在打線接合方面，Au wire和Al wire是最常被利用於連結IC與外部導線架的橋樑。由於金的延展性好，張力強度大，所以在wire的選擇上，金線已成為主流，同時為了增加金線的機械強度，改善微接點孔洞生成及抑制介金屬的變化，往往會添加微量的鈀或銅。

本研究利用真空熔煉的方式配置不同二元合金，再以下墬式鑄造出二元合金與Al的擴散偶，然後將合金以300℃維持3天均質化熱處理，使合金達到相平衡。經由EPMA成分分析，進而建立Au-Al-Cu和Au-Al-Pd三元系統300℃平衡相圖。

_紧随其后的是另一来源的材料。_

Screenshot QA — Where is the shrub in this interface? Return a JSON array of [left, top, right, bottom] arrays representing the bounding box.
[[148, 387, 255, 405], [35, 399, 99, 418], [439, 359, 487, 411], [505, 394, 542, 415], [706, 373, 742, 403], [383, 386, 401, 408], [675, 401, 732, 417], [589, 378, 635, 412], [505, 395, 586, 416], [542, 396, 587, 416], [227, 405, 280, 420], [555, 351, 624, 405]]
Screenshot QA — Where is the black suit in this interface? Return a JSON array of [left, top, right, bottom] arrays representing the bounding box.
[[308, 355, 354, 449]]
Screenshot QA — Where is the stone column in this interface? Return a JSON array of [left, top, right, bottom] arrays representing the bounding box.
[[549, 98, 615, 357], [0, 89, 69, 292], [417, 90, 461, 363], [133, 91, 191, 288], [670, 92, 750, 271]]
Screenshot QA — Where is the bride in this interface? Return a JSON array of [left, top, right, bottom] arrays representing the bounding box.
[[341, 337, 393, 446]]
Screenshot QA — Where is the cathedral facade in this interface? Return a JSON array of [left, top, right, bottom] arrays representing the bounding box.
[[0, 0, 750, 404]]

在Au-Al-Cu三元系統300℃平衡相圖中，與文獻500℃相圖，主要差異在於Al-Cu二元系統在370℃時有(Au,Cu)＋γ→α2反應產生，而本研究認定AlAu2相會形成(Al,Cu)Au2相延伸至相圖內部，文獻則認定形成Al(Au,Cu)2相延伸至內部。然而文獻的時效時間只有2小時，可能未達到真的熱力學平衡。而本實驗時效72小時，外加以擴散偶的方式，較容易達到熱力學平衡，可信度也相對較高。

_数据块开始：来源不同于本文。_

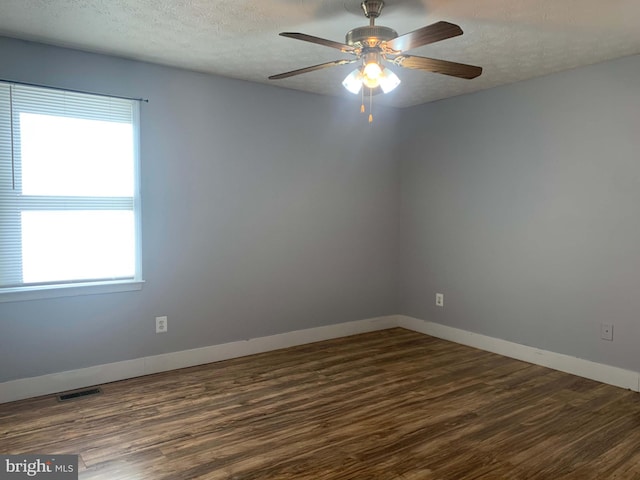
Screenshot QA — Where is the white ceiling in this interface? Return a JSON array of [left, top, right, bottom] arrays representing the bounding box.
[[0, 0, 640, 107]]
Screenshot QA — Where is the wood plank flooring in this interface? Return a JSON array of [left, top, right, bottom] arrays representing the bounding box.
[[0, 329, 640, 480]]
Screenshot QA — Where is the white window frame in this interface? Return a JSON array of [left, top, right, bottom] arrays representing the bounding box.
[[0, 81, 144, 303]]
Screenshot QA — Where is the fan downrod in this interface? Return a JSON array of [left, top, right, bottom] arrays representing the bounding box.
[[360, 0, 384, 22]]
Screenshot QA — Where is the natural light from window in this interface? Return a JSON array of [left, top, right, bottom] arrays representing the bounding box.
[[22, 210, 135, 283], [20, 113, 134, 197]]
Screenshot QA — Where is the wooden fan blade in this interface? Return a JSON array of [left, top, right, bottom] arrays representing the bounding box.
[[390, 55, 482, 80], [269, 58, 358, 80], [280, 32, 355, 52], [387, 22, 462, 52]]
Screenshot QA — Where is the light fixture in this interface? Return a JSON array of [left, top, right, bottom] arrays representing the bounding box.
[[342, 60, 400, 123], [342, 63, 400, 94]]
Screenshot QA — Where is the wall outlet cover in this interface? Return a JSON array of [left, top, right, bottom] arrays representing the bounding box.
[[600, 323, 613, 342]]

在Au-Al-Pd三元系統300℃平衡相圖中，由於文獻過少，因而無資料可以對照。Au-Pd-Al系統300℃時，已確認出7個三相區存在的區域，而Au2Al相會形成Au2(Al,Pd)固溶相延伸至相圖內部，Au2Al相對鈀的溶解度約5 at.℅。Au-Pd-Al系統300℃時，在金原子百分比約41 at.℅和7 at.℅，均疑似有三元相存在。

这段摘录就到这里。